To her relief, when Juba shook his head she could almost see the ill memories fall away. “No, I think you could. Maybe not as fast, but you’d still do it. Strongest person I’ve ever known. And the most beautiful.”

He’d said it to her many times now, but she didn’t like hearing it. Somehow it reminded her too much of her mother and her pursuit of power through lovers. None of that interested Selene. She would hold power between her hands, not between her sheets.

At the thought, she looked down at the Shard, which indeed sat in her lap between her hands. It remained an unimpressive-looking thing: a crystalline rock, vaguely the shape of a woman in robes. In Troy they had associated it with Pallas Athena. It protected them. For years it kept them safe. Only after it was stolen from them did the city fall. If the stories were to be believed, the thief Odysseus had paid for that crime—and his failure to control its power—with a wandering journey of years spent away from his beloved homeland.

She was a thief, too, Selene supposed. Only, she would control the Shard. She would succeed where Odysseus had failed. And rather than spiriting her away from her homeland, the Shard would be the key to bringing her back to it.

“Do you think we can really do it?” she asked.

“What’s that?” Juba had turned and was looking at the empty bag again. He seemed to be calculating something.

“Destroy Rome,” Selene replied, her voice unintentionally small this time.

Juba turned back around. He knelt before her, just as he had on the night he’d sworn his support for her dream of vengeance.
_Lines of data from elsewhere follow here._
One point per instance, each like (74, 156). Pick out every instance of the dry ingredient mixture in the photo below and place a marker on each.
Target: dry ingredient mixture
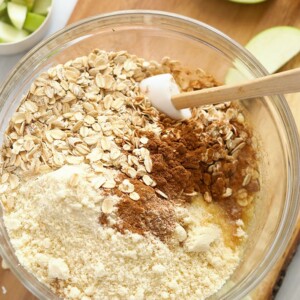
(107, 198)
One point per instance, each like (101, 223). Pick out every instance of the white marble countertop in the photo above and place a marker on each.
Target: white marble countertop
(290, 288)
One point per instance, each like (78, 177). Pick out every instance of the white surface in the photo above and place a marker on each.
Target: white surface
(30, 41)
(62, 10)
(290, 288)
(160, 89)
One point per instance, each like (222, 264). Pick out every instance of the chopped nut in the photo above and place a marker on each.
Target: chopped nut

He took her hands in his, the Palladium untouched between them. “You know I do,” he said. “You know I wouldn’t be here if I didn’t. I believe in you, Selene. I believe in us.”

Selene examined how their fingers enmeshed, his darker skin alternating with hers in a perfect grip that felt complete. “And the Shards?”
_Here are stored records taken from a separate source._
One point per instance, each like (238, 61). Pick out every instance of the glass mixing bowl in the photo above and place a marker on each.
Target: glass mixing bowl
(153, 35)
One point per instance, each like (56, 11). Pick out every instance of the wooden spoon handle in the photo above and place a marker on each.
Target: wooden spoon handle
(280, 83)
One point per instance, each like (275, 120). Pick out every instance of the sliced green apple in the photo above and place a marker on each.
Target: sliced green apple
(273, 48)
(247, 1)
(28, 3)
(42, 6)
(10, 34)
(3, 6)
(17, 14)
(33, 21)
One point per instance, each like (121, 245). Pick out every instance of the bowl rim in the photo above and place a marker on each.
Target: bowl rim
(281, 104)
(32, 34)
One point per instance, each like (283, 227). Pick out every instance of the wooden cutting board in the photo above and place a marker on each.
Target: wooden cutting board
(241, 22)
“What do you mean? I believe they’re real enough.” He seemed about to laugh at the object of power between them, but the seriousness on her face gave him pause.

“No,” Selene said. She squeezed his beautiful fingers more tightly. “I mean, you say you believe in us. But is that only—?”

“Only because of the Shards?”

Selene nodded, biting her lip.

“No,” Juba said. He squeezed her hands in response. “I told you: I believe in us. The Shards are only a means to an end. They are tools. Nothing more. And like all tools each requires a user, one who understands how to use it. That’s what Octavian didn’t understand. That’s what he still doesn’t understand, and it’s why he can’t use the Trident.”